12. Hangout

3.8K 316 1
                                    

19 juni 2016.

----------------

Aku merasa sekolah sangat sesak hari ini. Atau memang selalu seperti ini.

Aku ada ujian trigonometri hari ini. Walaupun aku sudah bertahun-tahun belajar tentang trigonometri tetap saja nilaiku tak lebih dari delapan puluh. Mendapat delapan puluh mungkin kalian pikir itu bagus, tapi untuk aku yang sudah lama mengulang-ulang pelajaran itu, yahh tidak bagus. Jadi aku menduga bahwa aku memang payah di pelajaran ini dan sialnya aku belum belajar untuk ujian hari ini. Mungkin aku harus ikut kelas tambahan.

"Hei," ujar Kate teman sekelasku ketika dia menyenggolku. Aku tidak menghiraukannya. Tetap pusing akan hal ujian hari ini. "Kelihatannya kau tidak bersedih sama sekali atas kematiannya Tyler ya?" Kate terkenal dengan sebutan pembuat onar.

Aku berhenti dan menoleh kearahnya. Melihat diriku merespon dia bicara lagi. "Atau kau memang tidak sedih karena kau yang menabraknya?" Kate dan teman-temannya terkikik.

Aku memutar bola mataku.
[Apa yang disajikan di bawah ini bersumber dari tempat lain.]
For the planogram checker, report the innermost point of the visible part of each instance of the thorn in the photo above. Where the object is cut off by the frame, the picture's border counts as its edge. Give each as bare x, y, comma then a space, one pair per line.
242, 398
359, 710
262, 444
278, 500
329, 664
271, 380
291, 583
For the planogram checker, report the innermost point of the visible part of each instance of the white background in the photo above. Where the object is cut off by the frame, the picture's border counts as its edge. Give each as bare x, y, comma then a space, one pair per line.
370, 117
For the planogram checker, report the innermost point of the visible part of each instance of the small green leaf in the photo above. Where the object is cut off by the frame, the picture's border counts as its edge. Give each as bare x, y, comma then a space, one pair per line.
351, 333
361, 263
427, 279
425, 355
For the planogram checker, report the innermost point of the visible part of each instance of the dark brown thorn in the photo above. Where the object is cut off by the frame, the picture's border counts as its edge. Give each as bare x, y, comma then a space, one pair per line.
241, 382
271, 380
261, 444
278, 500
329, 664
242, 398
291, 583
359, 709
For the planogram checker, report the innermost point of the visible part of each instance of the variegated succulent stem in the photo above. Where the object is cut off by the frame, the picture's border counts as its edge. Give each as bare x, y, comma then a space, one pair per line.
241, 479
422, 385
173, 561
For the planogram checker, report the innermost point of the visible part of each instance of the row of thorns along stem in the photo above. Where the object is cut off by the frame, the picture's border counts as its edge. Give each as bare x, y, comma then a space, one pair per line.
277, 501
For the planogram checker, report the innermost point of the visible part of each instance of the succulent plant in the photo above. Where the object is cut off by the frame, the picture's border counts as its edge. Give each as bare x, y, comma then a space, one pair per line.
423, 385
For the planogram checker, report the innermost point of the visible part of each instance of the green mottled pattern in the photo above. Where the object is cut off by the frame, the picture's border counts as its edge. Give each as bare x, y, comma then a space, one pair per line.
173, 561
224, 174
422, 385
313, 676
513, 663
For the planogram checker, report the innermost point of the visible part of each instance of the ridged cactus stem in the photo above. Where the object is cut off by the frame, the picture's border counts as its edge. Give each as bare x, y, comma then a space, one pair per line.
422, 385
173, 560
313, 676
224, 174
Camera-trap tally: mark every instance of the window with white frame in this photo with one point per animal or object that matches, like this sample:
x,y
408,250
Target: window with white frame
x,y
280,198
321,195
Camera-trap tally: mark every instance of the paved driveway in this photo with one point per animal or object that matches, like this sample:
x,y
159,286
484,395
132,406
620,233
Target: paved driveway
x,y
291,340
Dasar menyebalkan. Batinku.

"Aku heran mengapa cowok-cowok sangat suka padamu walaupun kau sudah jahat pada mereka. Kau itu seperti panah beracun untuk semua orang. Dasar pembawa masalah"

Aku berbalik dan berjalan menjauhi gerombolan itu. Aku merasa ada sesuatu yang membuatku tersiksa karena ucapan Kate tadi. Itu benar.

Semua itu benar.

Aku tidak peduli. Aku tidak peduli. Aku mengucapkannya dalam hati dengan berulang-ulang sangat seperti mantra.

Tapi aku tetap peduli. Seberapa keras aku mencoba.

Aku memasuki kelas trigonometri. Beberapa murid sudah duduk dan beberapa ngobrol. Tidak ada yang belajar. Bahkan aku nyakin beberapa dari mereka tidak tahu bahwa hari ini ada ujian.

Dasar pelajar zaman sekarang. Batinku.

Aku duduk di belakang. Karena hanya ada dua bangku disana yang tersisa. Biasanya aku duduk di depan karena tidak ada yang mengangguku disana. Tapi sepertinya duduk di belakang juga tidak ada bedanya.

Aku mengeluarkan buku triginometri dan mengerjakan beberapa soal. Atau lebih tepatnya aku hanya mencoret-coret buku ku saja.

Aku tidak bisa konsentrasi. Akhirnya kututup buku trigonometri ku dan membiarkan diriku berimajinasi sebentar.

Ketika bel berbunyi aku baru tersadar di sebelah mejaku sudah terisi seseorang. Dan aku juga baru sadar bahwa orang itu adalah Aiden.

Mejaku memang tidak bertautan dengan meja Aiden, tapi hanya dengan bersebelahan saja sudah aneh. Aku tahu dia duduk disitu karena dia tidak punya pilihan lain.

Rasanya ini akan menjadi semakin rumit.

Mrs. Pierra masuk ke kelas dengan suara khas ketukan sepatunya. "Selamat pagi, anak-anak. Hari ini kalian akan memulai pelajaranku dengan ujian trigonometri," semua murid menghela napas dan protes.

"Tidak. Aku tidak memberi pengecualian," lagi-lagi semuanya menghela napas.

Mrs. Pierra mulai memberikan kertas ujian kepada kami. Aku memusatkan seluruh perhatianku pada kertas ujian trigonometri ku, bukan ke Aiden.

Baru lima menit ujian dimulai sudah banyak yang mulai gelisah. Tapi Aiden tetap tidak berkutik. Dia mengerjakan soalnya dengan tenang.

Justru aku yang tidak tenang. Bukan karena ujian ini tapi karena Aiden tidak seperti biasanya.

Memang sudah seharusnya begini sejak awal. Ini kemauanku sendiri. Aku membatin dan memejamkan mataku.